W 1943 roku rozeszła się wieść, że tworzona jest armia polska armia na wschodzie. Nie bardzo wiedzieliśmy co się dzieje, bo żadne informacje do nas nie docierały. Czasami ktoś coś powiedział, ale nie bardzo było wiadomo jak to traktować, czy to plotka, czy prawda. Słyszeliśmy, że Niemcy dostali łupnia pod Stalingradem, że tworzy się jakieś wojsko polskie,---  My dzieci kompletnie nie wiedzieliśmy o co chodzi, a starsi byli bardzo ostrożni, bo nie wiedzieli, czy te informacje podawane szeptem nie są jakąś prowokacją. Oczywiście największym marzeniem wszystkich dorosłych, w tym moich rodziców, było to, aby wreszcie zacząć walczyć o wyzwolenie Polski i wrócić do swoich domostw. Wydawało to się bardzo proste. Dajcie chłopakom broń i oni sobie poradzą z okupantami. Oczywiście przez cały czas mówiono nam, że naszymi największymi wrogami są Niemcy, jednak starsi doskonale wiedzieli, że mamy dwóch wrogów; Niemców i Sowietów. Jakie są na górze rozgrywki polityczne, to tego nie wiedzieliśmy, ale że sowieci są takimi samymi wrogami jak faszyści, to starsi zdawali sobie z tego sprawę doskonale. Jakie będzie to wojsko i kto je organizuje nie wiedzieliśmy kompletnie. Jak już sprawa była pewna, to dla nas liczyło się to, że będzie to wojsko polskie. Potem dopiero dowiedzieliśmy się, że pierwszą armię wojska  tworzył  Anders, a potem zaczęli ją tworzyć sowieci, pod dowództwem Berlinga. Było to duże poruszenie, no bo przecież była szansa na wyrwanie się z tego nieludzkiego miejsca. Kto do tego wojska będzie mógł się dostać, czy będą wybierali, czy pójść będzie mógł każdy? Na ten temat trwały nieustające dyskusje, ale podniecenie, szczególnie wśród młodzieży było ogromne. Po jakimś czasie dowiedzieliśmy się, że jest organizowana Armia Polska, która będzie walczyć z faszystami o wyzwolenie Polski. Kto by chciał walczyć o wolność ojczyzny, powinien się zgłosić w wyznaczonych miejscach werbunkowych.  Nie pamiętam jak to było, czy wszyscy mogli się zgłosić do wojska, czy nie, ale i tak wielu miało ochotę iść na wojnę, byle dalej od Syberii. Bardzo tym wszystkim byli przejęci szczególnie młodzi chłopcy, każdy marzył, że dostanie karabin i szybko wypędzi okupantów z naszych ziem. Przez długi czas nie mówiło się o niczym, tylko o tworzonej armii i o tym, że jak tylko będzie możliwość to trzeba się będzie zgłosić do punktów werbunkowych. Jak już wspomniałam nikt nie zadawał sobie za bardzo pytania jaka to będzie armia, ważne było że będzie polska. 

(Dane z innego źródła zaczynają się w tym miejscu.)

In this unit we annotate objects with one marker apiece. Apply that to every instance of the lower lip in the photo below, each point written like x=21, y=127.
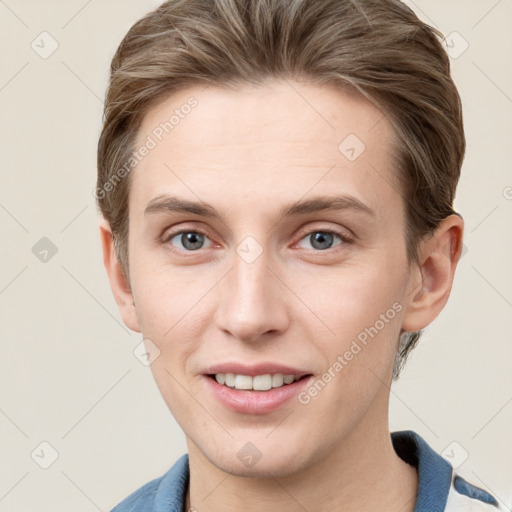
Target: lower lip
x=256, y=402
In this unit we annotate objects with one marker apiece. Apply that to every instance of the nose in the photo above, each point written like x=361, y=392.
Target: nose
x=251, y=301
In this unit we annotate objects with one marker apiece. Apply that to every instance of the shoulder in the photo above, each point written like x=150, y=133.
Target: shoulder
x=440, y=488
x=164, y=493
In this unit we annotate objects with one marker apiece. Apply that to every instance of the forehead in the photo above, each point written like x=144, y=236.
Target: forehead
x=281, y=140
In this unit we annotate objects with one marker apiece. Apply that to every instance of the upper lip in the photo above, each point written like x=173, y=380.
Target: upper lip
x=254, y=369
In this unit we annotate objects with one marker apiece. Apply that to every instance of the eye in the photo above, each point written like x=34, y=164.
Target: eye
x=190, y=240
x=323, y=239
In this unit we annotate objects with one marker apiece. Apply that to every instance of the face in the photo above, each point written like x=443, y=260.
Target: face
x=266, y=240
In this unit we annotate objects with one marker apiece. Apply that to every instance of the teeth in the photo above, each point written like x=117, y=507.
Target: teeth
x=257, y=383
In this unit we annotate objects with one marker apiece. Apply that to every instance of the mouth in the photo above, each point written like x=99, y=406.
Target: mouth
x=264, y=382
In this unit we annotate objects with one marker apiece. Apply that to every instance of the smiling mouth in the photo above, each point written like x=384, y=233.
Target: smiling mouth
x=257, y=383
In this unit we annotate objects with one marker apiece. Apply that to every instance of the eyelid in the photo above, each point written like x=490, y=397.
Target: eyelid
x=343, y=235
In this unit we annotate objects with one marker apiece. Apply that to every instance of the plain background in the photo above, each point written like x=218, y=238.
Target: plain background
x=68, y=376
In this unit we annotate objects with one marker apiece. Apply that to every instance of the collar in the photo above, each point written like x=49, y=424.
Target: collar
x=433, y=471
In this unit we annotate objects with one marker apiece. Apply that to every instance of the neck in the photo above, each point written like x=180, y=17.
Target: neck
x=362, y=473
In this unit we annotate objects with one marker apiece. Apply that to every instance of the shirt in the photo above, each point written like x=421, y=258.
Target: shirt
x=440, y=488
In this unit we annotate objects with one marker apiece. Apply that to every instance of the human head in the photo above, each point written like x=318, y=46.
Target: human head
x=378, y=47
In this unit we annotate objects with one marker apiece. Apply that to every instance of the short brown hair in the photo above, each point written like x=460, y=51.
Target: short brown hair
x=378, y=47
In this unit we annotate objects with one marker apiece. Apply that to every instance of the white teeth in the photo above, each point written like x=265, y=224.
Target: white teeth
x=243, y=382
x=262, y=382
x=257, y=383
x=277, y=380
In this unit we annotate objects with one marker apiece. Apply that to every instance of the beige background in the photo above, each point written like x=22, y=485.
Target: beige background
x=68, y=376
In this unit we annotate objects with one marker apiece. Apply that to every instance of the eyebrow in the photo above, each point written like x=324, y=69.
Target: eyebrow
x=172, y=204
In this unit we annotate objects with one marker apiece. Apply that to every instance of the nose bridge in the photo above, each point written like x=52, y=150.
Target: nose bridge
x=250, y=305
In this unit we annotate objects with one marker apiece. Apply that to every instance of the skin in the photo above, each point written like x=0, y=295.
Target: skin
x=248, y=153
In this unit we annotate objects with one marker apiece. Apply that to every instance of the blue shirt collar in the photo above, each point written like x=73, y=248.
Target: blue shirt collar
x=433, y=471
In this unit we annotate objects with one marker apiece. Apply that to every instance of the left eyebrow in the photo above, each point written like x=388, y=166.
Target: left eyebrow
x=322, y=203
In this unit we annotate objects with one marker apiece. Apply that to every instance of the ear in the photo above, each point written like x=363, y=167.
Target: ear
x=431, y=283
x=118, y=281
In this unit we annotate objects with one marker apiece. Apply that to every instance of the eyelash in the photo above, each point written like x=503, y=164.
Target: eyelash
x=342, y=236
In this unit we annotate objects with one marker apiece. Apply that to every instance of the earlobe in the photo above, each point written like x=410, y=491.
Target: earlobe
x=119, y=283
x=431, y=284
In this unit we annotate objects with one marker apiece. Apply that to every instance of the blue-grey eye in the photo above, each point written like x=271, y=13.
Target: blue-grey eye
x=190, y=240
x=322, y=240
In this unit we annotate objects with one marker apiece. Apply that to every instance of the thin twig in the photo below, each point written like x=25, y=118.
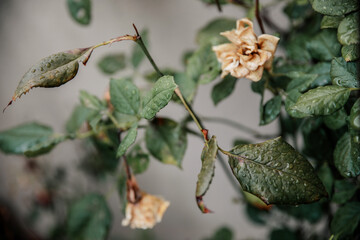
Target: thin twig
x=258, y=18
x=218, y=5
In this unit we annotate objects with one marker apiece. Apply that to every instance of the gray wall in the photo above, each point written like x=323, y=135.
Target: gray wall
x=31, y=30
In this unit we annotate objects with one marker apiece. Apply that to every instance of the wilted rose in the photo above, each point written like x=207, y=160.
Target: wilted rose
x=146, y=212
x=247, y=55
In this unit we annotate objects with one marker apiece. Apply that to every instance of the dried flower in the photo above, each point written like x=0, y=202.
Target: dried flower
x=146, y=212
x=246, y=55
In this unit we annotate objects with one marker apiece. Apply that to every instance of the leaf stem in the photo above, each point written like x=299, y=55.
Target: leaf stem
x=177, y=90
x=139, y=41
x=237, y=125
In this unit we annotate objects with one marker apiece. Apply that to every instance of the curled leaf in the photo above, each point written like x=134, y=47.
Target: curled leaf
x=276, y=173
x=206, y=174
x=52, y=71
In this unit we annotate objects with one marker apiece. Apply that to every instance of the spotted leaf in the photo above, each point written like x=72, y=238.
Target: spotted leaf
x=276, y=173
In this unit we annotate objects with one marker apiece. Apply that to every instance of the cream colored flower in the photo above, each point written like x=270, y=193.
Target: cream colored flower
x=146, y=212
x=246, y=55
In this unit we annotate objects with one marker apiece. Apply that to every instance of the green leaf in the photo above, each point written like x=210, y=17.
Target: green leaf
x=223, y=89
x=208, y=157
x=166, y=141
x=80, y=10
x=158, y=97
x=124, y=96
x=324, y=46
x=30, y=139
x=89, y=218
x=326, y=177
x=78, y=117
x=138, y=160
x=344, y=191
x=354, y=119
x=350, y=52
x=290, y=101
x=211, y=32
x=186, y=85
x=347, y=156
x=271, y=110
x=128, y=140
x=284, y=233
x=322, y=100
x=336, y=120
x=91, y=101
x=300, y=81
x=348, y=30
x=335, y=7
x=112, y=63
x=346, y=220
x=344, y=73
x=203, y=66
x=223, y=233
x=322, y=70
x=331, y=21
x=310, y=212
x=52, y=71
x=276, y=173
x=137, y=53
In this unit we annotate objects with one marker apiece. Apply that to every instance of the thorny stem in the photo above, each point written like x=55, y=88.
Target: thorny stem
x=218, y=5
x=237, y=125
x=177, y=90
x=258, y=18
x=139, y=41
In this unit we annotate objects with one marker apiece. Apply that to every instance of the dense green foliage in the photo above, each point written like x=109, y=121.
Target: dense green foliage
x=314, y=96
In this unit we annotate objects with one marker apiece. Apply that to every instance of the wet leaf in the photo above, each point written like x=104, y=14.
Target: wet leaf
x=331, y=21
x=350, y=52
x=344, y=73
x=290, y=101
x=138, y=160
x=321, y=101
x=324, y=46
x=91, y=101
x=211, y=32
x=336, y=120
x=124, y=96
x=300, y=81
x=89, y=218
x=30, y=139
x=158, y=97
x=80, y=10
x=203, y=66
x=271, y=110
x=223, y=89
x=346, y=220
x=335, y=7
x=348, y=30
x=354, y=119
x=112, y=63
x=208, y=157
x=166, y=141
x=78, y=117
x=128, y=140
x=276, y=173
x=347, y=156
x=137, y=54
x=344, y=191
x=52, y=71
x=326, y=177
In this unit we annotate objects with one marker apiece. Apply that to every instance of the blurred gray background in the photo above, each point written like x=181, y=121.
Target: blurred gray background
x=31, y=30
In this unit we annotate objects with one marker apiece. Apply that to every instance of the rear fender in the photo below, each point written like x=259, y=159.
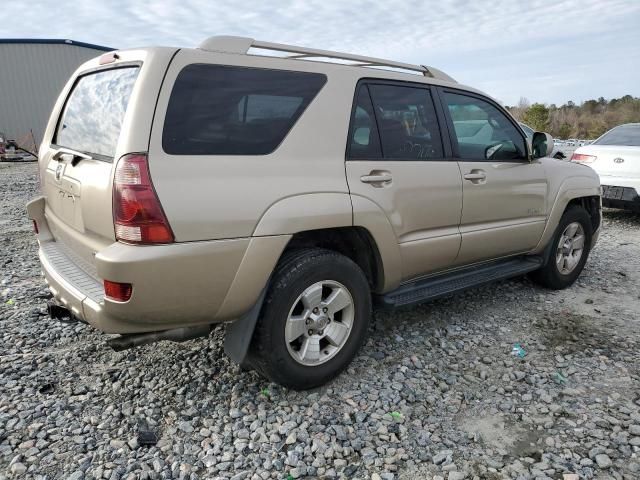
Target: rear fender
x=570, y=189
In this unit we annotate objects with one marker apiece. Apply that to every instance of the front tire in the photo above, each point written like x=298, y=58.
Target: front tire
x=569, y=252
x=315, y=317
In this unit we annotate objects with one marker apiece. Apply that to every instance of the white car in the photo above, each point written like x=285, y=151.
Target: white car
x=615, y=156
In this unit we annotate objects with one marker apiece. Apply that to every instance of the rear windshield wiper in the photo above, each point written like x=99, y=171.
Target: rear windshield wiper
x=76, y=156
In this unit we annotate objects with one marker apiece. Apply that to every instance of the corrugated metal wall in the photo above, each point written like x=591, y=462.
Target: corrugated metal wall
x=31, y=78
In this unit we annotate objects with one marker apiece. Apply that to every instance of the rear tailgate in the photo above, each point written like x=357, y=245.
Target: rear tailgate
x=615, y=161
x=104, y=112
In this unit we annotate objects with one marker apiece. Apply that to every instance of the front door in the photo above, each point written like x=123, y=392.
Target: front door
x=397, y=160
x=504, y=193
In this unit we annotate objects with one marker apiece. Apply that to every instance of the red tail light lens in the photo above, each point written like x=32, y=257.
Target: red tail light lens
x=137, y=214
x=582, y=158
x=120, y=292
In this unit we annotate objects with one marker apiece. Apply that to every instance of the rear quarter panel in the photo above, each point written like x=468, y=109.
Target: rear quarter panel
x=225, y=196
x=567, y=181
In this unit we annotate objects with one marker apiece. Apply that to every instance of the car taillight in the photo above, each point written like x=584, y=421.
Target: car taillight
x=120, y=292
x=137, y=214
x=582, y=158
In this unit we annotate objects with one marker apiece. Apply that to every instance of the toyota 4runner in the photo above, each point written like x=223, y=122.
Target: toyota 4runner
x=286, y=190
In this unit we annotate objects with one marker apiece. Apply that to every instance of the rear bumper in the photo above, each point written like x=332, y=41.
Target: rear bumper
x=175, y=285
x=626, y=198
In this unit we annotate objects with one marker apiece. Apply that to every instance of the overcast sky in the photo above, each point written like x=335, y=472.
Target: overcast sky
x=547, y=51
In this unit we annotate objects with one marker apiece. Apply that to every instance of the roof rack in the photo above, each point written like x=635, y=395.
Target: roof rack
x=242, y=45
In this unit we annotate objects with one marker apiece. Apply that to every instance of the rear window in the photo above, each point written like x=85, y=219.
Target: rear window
x=622, y=135
x=93, y=115
x=223, y=110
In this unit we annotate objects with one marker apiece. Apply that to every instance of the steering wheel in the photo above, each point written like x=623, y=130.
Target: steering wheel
x=492, y=149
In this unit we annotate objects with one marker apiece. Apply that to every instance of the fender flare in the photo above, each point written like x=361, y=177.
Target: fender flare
x=570, y=189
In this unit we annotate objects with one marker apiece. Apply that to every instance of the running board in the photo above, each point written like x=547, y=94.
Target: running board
x=444, y=284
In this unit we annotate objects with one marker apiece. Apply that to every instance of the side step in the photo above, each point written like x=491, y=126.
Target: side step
x=437, y=286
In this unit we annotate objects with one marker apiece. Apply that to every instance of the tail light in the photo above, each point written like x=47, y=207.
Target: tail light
x=582, y=158
x=137, y=214
x=120, y=292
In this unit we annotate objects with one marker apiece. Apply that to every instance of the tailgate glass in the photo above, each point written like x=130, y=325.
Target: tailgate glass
x=92, y=118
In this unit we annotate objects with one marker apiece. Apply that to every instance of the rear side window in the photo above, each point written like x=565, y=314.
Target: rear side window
x=482, y=131
x=394, y=122
x=92, y=118
x=223, y=110
x=364, y=141
x=407, y=122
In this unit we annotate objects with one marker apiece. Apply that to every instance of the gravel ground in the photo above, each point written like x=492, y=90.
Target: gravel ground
x=435, y=392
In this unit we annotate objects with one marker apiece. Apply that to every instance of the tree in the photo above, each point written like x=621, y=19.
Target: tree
x=537, y=117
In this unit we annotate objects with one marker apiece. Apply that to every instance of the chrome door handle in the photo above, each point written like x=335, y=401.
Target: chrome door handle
x=376, y=178
x=475, y=176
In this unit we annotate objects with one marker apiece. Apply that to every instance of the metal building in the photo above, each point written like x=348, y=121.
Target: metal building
x=32, y=74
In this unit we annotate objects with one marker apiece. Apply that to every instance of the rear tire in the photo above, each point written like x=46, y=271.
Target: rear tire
x=566, y=260
x=294, y=346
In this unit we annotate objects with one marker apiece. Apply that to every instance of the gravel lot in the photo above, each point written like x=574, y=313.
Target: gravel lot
x=435, y=393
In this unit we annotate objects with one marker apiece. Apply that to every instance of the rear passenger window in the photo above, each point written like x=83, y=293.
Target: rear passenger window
x=364, y=141
x=407, y=122
x=483, y=132
x=223, y=110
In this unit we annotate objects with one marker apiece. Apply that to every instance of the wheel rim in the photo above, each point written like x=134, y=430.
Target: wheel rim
x=570, y=248
x=319, y=323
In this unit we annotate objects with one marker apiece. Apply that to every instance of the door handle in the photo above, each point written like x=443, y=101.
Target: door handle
x=377, y=178
x=476, y=176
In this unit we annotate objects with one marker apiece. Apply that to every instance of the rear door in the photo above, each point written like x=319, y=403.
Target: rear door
x=396, y=158
x=504, y=194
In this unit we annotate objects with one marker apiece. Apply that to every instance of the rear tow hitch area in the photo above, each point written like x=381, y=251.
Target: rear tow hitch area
x=125, y=342
x=58, y=312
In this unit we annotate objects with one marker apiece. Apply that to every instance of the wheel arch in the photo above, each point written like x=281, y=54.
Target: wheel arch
x=581, y=191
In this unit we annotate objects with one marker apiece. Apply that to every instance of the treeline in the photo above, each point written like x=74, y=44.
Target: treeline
x=586, y=121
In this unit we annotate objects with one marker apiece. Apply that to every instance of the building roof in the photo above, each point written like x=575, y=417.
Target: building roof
x=55, y=41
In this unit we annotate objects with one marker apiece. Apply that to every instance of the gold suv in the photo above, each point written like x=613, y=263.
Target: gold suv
x=285, y=194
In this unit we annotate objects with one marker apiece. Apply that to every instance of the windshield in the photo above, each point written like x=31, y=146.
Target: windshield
x=93, y=115
x=622, y=135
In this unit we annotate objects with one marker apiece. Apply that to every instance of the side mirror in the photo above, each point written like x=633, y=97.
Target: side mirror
x=542, y=144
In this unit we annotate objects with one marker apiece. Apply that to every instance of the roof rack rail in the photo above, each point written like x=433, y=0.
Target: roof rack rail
x=242, y=45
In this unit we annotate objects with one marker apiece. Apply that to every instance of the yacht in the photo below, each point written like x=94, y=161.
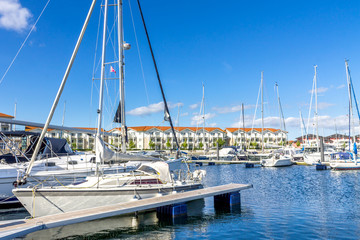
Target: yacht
x=149, y=180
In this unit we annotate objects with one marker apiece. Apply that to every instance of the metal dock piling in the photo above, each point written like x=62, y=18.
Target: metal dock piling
x=24, y=227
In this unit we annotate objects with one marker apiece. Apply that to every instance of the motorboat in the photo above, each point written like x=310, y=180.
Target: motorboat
x=56, y=163
x=149, y=180
x=314, y=158
x=344, y=161
x=277, y=160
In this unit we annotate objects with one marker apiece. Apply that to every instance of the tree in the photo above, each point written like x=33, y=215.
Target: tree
x=220, y=142
x=253, y=145
x=168, y=144
x=184, y=144
x=151, y=144
x=131, y=144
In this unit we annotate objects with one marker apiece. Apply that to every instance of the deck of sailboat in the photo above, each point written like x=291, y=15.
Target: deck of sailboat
x=11, y=230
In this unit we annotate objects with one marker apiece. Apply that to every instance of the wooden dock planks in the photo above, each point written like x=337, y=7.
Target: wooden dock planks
x=21, y=228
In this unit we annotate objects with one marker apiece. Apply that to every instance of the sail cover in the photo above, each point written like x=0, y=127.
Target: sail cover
x=106, y=155
x=117, y=117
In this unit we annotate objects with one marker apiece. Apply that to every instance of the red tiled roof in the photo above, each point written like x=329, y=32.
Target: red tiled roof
x=249, y=129
x=165, y=128
x=5, y=115
x=29, y=128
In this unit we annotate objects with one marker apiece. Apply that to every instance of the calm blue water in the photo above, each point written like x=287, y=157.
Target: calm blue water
x=295, y=202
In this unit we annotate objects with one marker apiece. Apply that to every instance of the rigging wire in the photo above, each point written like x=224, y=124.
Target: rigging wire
x=22, y=45
x=94, y=64
x=138, y=50
x=167, y=112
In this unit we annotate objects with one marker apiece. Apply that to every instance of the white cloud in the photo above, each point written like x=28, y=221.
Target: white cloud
x=13, y=16
x=193, y=106
x=341, y=86
x=324, y=122
x=323, y=105
x=152, y=108
x=232, y=109
x=199, y=119
x=320, y=90
x=227, y=66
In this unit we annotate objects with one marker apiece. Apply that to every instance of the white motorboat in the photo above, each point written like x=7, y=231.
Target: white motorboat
x=277, y=160
x=149, y=180
x=225, y=154
x=56, y=162
x=344, y=161
x=314, y=158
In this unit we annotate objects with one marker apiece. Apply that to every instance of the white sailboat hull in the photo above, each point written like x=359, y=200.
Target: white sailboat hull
x=61, y=171
x=44, y=202
x=281, y=162
x=345, y=165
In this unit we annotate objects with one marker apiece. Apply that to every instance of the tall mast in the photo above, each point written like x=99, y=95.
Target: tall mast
x=121, y=72
x=63, y=119
x=301, y=126
x=103, y=51
x=277, y=92
x=203, y=105
x=61, y=88
x=13, y=127
x=350, y=100
x=316, y=114
x=242, y=108
x=262, y=110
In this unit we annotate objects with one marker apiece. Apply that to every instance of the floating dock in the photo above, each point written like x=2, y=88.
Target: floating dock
x=218, y=162
x=18, y=228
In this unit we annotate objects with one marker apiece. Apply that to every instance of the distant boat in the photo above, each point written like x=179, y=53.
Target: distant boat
x=149, y=180
x=347, y=160
x=277, y=160
x=344, y=161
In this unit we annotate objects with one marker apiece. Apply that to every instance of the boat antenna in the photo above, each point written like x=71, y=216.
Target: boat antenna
x=58, y=95
x=167, y=112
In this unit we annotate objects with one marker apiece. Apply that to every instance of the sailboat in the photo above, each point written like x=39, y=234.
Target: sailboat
x=262, y=155
x=347, y=160
x=278, y=159
x=315, y=157
x=149, y=180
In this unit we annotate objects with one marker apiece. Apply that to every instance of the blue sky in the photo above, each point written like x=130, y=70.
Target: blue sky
x=224, y=45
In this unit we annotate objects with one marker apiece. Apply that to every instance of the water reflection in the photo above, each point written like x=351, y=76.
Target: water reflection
x=285, y=203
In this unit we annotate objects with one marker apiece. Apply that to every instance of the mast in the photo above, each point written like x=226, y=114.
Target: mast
x=63, y=119
x=242, y=108
x=277, y=92
x=101, y=91
x=58, y=95
x=121, y=72
x=203, y=106
x=13, y=126
x=301, y=126
x=350, y=100
x=316, y=113
x=262, y=111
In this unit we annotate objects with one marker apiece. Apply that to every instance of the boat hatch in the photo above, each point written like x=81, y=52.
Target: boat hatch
x=50, y=164
x=146, y=181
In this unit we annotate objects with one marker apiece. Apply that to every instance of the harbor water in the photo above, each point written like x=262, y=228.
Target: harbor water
x=294, y=202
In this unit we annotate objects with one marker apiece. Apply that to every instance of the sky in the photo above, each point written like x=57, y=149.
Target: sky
x=222, y=45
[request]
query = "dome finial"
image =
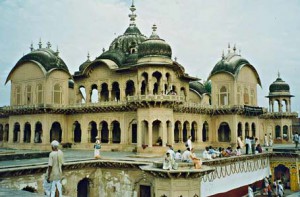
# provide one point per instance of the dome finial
(57, 51)
(132, 16)
(40, 43)
(88, 56)
(234, 48)
(31, 47)
(228, 47)
(48, 45)
(154, 35)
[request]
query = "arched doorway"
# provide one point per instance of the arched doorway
(83, 188)
(55, 132)
(93, 131)
(282, 173)
(205, 132)
(224, 132)
(156, 131)
(277, 132)
(27, 132)
(240, 130)
(38, 132)
(116, 132)
(104, 132)
(77, 132)
(16, 132)
(176, 131)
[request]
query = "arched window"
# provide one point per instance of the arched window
(224, 96)
(252, 97)
(246, 96)
(224, 132)
(104, 92)
(239, 92)
(55, 132)
(39, 94)
(28, 95)
(38, 132)
(27, 133)
(82, 93)
(115, 92)
(130, 89)
(18, 95)
(205, 132)
(116, 132)
(57, 94)
(94, 94)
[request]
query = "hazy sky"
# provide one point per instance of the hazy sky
(267, 32)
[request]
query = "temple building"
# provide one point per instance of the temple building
(135, 93)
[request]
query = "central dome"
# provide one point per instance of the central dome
(154, 46)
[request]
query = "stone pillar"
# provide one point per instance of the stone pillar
(110, 134)
(88, 95)
(32, 136)
(21, 134)
(109, 95)
(139, 134)
(163, 126)
(150, 134)
(199, 133)
(99, 132)
(180, 133)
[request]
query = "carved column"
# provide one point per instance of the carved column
(110, 134)
(180, 133)
(150, 134)
(164, 133)
(139, 134)
(99, 131)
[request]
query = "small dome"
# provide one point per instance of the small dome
(279, 86)
(115, 55)
(46, 57)
(229, 63)
(197, 87)
(154, 46)
(85, 64)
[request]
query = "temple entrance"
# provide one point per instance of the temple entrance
(282, 173)
(83, 188)
(55, 132)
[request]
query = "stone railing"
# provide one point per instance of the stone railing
(155, 98)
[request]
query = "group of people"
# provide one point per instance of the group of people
(251, 143)
(189, 156)
(268, 188)
(268, 140)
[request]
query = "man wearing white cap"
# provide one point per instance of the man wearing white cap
(54, 172)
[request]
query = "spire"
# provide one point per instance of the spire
(48, 45)
(154, 35)
(57, 52)
(31, 47)
(88, 56)
(228, 47)
(40, 43)
(132, 16)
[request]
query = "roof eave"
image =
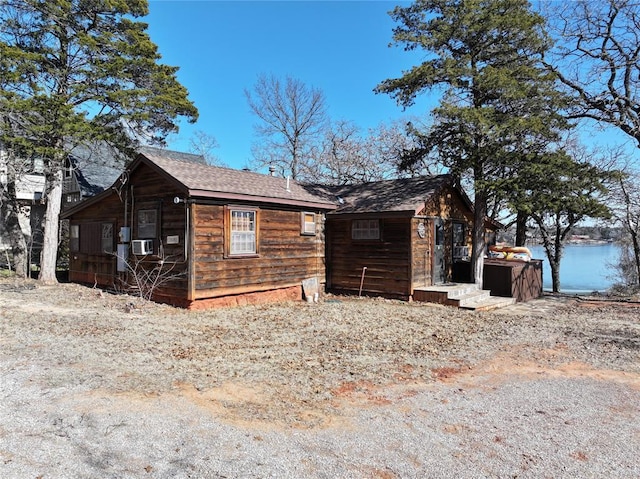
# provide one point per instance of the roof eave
(259, 199)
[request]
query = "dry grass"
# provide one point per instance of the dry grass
(293, 363)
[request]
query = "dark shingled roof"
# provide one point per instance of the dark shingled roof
(202, 180)
(399, 195)
(173, 155)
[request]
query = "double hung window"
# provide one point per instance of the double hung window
(242, 232)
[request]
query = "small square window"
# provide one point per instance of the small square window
(365, 229)
(107, 237)
(147, 224)
(308, 224)
(74, 238)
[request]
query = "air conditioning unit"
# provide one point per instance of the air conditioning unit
(142, 247)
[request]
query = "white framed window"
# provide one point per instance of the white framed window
(243, 238)
(308, 223)
(365, 229)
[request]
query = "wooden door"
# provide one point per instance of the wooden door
(438, 251)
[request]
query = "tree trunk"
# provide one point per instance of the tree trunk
(10, 214)
(555, 276)
(521, 229)
(49, 255)
(479, 244)
(636, 254)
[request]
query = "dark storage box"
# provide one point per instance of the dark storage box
(513, 279)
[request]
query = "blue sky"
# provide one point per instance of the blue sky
(340, 47)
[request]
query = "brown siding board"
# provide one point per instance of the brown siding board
(285, 257)
(387, 260)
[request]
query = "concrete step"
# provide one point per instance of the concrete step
(473, 297)
(487, 304)
(462, 295)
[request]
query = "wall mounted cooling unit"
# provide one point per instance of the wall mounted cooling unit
(142, 247)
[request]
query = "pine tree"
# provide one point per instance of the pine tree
(497, 100)
(77, 71)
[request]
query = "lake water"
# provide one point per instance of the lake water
(583, 268)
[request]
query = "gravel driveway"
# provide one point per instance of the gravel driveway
(100, 386)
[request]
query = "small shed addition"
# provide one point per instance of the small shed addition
(390, 237)
(222, 236)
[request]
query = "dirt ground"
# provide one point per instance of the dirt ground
(310, 368)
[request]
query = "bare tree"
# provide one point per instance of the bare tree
(597, 58)
(625, 201)
(347, 156)
(204, 144)
(292, 122)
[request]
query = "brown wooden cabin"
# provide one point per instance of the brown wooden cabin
(222, 236)
(407, 233)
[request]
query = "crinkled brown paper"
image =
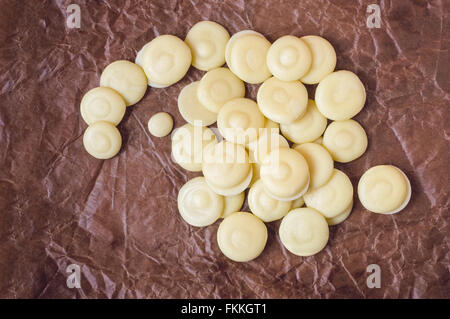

W tym czasie bardzo zaniemógł mój tata. Bardzo ciężko pracował, tak jak i pozostali, ale na nim ta katorżnicza praca bardzo się odbiła na zdrowiu.  Z wycieńczenia i z nie leczonych chorób osłabł i na nic nie miał sił. Na naszych oczach mizerniał i słabł z każdym dniem.  Pamiętam, jak brat Staszek przyniósł kiedyś do naszego baraku trochę kartofli, za które oddał chyba płaszcz, który otrzymał z tej UNRY. To chyba wtedy bardzo długo rozmawiał z nim umierający ojciec. O czym rozmawiali, to tego nie wiem, no bo nie wszystko słyszałam i zresztą nam dzieciom rodzice w takich rozmowach nie pozwalali brać udziału. Wiem tylko, że na zakończenie rozmowy  powiedział do niego; synu ty już tam wymieniać nic nie pójdziesz, było to bardzo niebezpieczne i zabronione. Może to się dla ciebie bardzo źle skończyć. Jakoś radziliśmy sobie do tej pory, to i poradzimy sobie teraz. Potem usłyszałam jeszcze, że tatuś mówił; jak chcesz iść do wojska i cię przyjmą to idź. Ja też bym poszedł, ale już nie dam rady, bo jestem bardzo chory. Okazało się, że do wojska zgłaszać mogą się nie tylko młodzieńcy, ale także dorośli mężczyźni. Wielu z takiej okazji chciało skorzystać, bo to oznaczało zakończenie ciężkich prac w lesie i co tu dużo mówić, każdy wyobrażał sobie, że dzięki wojaczce wróci do domu i ściągnie tam rodzinę. Tacie niestety nie było to dane, ze względu na pogarszający się stan zdrowia.  Po jakimś czasie Staszek z kolegami i kuzynami zgłosił się do armii. Dostali się do Berlinga. Radość ich była przeogromna, że będą walczyć o wyzwolenie ojczyzny. Z tego co pamiętam to praktycznie każdy mężczyzna, w miarę zdrowy do punktów rekrutacyjnych się zgłaszał.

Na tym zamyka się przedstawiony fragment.